Specifically, the paper uses a dataset comprising 3,901 actions extracted from 500 soccer games from six main European leagues, covering three seasons from 2014 to 2017, each with multi- view clips of 5 seconds around the action, annotated by a professional referee. The VARS takes multiple video clips as input, showing the same action from different views. Videos are fed into a video encoder to extract a vector containing the spatiotemporal features. The multi-task VARS learns to leverage these features to improve its predictions for both tasks (Held et al., 2023).
However, in both tasks, foul classification and offence severity classification, the VARS recognition system achieves low accuracy. This is mainly due to the lack of sufficient amount of data, as well as the fact that the data used is highly imbalanced. The aim of this independent study is to improve on the Video assistant referee system proposed in the paper. Improving on such a system can be achieved in two ways. The first method is to extend the existing data by using video recording of football games and trying to automatically extract sequences related to
fouls. This will be done by utilizing different methods using video and audio tracks, including identifying referee whistling to determine foul instances, as well as identifying points of contact through a measure of crowdedness in the images, to determine ‘not foul’ occurrences. The automatic extraction of fouls, will most likely produce a single view dataset, as opposed to the multi-view samples used in the paper, although both datasets might be integrated with each other. Although the manual annotation method used in the paper is effective, it is very time consuming and does not scale well, and hence does not allow to create a large dataset for training. The other way to improve on the existing system is to experiment with different techniques, including trying different deep learning architectures, with different loss functions and feature engineering methods.

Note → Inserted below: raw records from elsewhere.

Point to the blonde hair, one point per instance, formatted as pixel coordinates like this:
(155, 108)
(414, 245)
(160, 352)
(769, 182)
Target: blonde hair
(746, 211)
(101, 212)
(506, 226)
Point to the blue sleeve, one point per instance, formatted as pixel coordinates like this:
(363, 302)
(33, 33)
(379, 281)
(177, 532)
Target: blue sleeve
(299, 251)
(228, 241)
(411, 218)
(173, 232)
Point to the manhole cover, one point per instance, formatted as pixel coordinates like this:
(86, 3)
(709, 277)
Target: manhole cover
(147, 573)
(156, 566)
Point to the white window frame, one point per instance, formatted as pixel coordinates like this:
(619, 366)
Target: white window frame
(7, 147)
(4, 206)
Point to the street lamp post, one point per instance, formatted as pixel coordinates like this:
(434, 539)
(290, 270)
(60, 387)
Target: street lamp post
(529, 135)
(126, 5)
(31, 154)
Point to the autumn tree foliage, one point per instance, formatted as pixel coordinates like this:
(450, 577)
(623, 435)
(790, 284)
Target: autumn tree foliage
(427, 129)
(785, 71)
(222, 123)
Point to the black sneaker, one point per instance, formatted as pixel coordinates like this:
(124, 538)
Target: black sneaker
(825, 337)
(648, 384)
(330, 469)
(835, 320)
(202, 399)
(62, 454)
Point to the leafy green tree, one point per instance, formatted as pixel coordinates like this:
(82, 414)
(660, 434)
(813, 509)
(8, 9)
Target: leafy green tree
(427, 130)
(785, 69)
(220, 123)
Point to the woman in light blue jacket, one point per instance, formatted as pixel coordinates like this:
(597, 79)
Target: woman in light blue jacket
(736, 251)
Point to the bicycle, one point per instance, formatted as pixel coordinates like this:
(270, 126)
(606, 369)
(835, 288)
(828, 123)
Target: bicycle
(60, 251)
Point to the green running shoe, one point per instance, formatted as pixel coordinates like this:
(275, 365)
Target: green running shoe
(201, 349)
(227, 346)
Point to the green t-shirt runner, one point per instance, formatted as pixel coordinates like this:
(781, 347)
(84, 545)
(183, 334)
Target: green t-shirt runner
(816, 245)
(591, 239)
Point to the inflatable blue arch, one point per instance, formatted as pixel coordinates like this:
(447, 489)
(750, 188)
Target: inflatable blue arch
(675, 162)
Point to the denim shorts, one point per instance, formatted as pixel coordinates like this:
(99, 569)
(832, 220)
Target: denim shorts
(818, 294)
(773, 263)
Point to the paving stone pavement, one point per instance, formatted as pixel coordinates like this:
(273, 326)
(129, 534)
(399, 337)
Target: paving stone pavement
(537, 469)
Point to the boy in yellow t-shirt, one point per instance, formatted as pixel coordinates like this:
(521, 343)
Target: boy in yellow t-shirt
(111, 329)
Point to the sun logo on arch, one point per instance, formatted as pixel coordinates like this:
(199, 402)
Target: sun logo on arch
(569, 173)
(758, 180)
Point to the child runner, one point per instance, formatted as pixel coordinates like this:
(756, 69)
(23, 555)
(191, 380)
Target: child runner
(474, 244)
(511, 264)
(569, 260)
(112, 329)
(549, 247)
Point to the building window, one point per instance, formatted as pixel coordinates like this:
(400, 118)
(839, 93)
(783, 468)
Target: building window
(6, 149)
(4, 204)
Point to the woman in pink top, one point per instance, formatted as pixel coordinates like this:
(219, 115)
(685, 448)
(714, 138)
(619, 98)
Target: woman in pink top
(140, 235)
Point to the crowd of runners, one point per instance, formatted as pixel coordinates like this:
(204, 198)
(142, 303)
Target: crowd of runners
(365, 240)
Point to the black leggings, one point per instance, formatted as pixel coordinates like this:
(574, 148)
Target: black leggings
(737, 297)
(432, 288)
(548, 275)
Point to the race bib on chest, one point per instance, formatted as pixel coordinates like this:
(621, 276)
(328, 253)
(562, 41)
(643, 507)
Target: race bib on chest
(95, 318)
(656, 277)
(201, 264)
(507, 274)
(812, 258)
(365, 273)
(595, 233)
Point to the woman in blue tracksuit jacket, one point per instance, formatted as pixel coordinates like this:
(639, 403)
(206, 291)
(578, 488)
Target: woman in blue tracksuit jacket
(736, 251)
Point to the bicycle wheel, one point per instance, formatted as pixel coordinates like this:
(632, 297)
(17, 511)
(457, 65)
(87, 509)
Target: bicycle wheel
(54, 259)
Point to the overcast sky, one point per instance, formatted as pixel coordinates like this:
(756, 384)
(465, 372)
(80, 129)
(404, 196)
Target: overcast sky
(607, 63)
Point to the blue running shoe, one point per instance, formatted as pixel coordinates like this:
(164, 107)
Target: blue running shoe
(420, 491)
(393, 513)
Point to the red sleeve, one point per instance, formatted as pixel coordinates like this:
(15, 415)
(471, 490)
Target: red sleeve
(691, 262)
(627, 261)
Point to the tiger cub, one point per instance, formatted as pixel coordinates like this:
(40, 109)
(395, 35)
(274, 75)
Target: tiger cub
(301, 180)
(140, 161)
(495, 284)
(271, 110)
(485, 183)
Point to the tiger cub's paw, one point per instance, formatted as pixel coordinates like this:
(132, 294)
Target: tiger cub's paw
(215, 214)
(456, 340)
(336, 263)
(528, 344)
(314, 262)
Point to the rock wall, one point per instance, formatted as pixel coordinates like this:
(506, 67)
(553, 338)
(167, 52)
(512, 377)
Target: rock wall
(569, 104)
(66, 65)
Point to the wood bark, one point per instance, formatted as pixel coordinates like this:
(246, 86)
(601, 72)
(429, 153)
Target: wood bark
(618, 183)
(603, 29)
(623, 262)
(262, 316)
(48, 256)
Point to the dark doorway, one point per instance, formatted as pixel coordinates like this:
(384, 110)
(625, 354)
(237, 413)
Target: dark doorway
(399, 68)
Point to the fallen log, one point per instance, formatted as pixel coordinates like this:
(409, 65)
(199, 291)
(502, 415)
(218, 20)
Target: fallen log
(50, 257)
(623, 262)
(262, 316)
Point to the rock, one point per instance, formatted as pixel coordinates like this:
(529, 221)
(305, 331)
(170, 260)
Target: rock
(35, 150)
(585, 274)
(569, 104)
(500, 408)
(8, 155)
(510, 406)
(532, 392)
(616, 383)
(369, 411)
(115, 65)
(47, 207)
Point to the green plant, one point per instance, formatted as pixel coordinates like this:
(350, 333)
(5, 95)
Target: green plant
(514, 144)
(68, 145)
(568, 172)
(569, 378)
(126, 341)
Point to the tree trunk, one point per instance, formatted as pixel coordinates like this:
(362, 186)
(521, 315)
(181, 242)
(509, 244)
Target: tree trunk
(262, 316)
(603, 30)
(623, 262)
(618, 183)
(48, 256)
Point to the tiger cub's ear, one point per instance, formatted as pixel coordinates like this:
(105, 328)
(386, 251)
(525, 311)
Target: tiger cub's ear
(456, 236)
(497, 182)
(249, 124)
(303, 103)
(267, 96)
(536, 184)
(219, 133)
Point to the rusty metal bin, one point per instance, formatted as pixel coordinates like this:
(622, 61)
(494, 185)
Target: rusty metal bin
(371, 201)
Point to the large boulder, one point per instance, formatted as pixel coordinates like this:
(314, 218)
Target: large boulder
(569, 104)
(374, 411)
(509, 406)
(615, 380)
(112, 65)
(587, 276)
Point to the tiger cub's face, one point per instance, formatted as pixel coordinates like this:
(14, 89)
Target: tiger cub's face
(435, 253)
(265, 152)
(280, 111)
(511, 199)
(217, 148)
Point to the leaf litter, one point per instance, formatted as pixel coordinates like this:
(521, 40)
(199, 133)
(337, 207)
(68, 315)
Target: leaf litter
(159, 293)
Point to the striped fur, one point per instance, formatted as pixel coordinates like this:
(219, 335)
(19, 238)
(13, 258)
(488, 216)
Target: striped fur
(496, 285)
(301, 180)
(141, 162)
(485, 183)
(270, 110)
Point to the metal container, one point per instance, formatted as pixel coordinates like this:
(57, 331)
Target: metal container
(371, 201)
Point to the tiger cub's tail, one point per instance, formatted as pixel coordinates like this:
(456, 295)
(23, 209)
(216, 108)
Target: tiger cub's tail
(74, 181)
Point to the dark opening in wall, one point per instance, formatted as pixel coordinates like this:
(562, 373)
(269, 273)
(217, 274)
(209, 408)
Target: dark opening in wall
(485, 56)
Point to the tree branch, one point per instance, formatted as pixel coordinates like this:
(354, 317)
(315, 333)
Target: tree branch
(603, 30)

The goal of the research is to experiment with different approaches to increasing the accuracy of the existing system. As such, the work will proceed in parallel, comprising two sets of contributions, one from the side of automatic extraction of foul sequences from videos, and the other from side of a better performing learning architecture for automatic VAR. The two methods will be evaluated both separately and together, in terms of the accuracy they produce.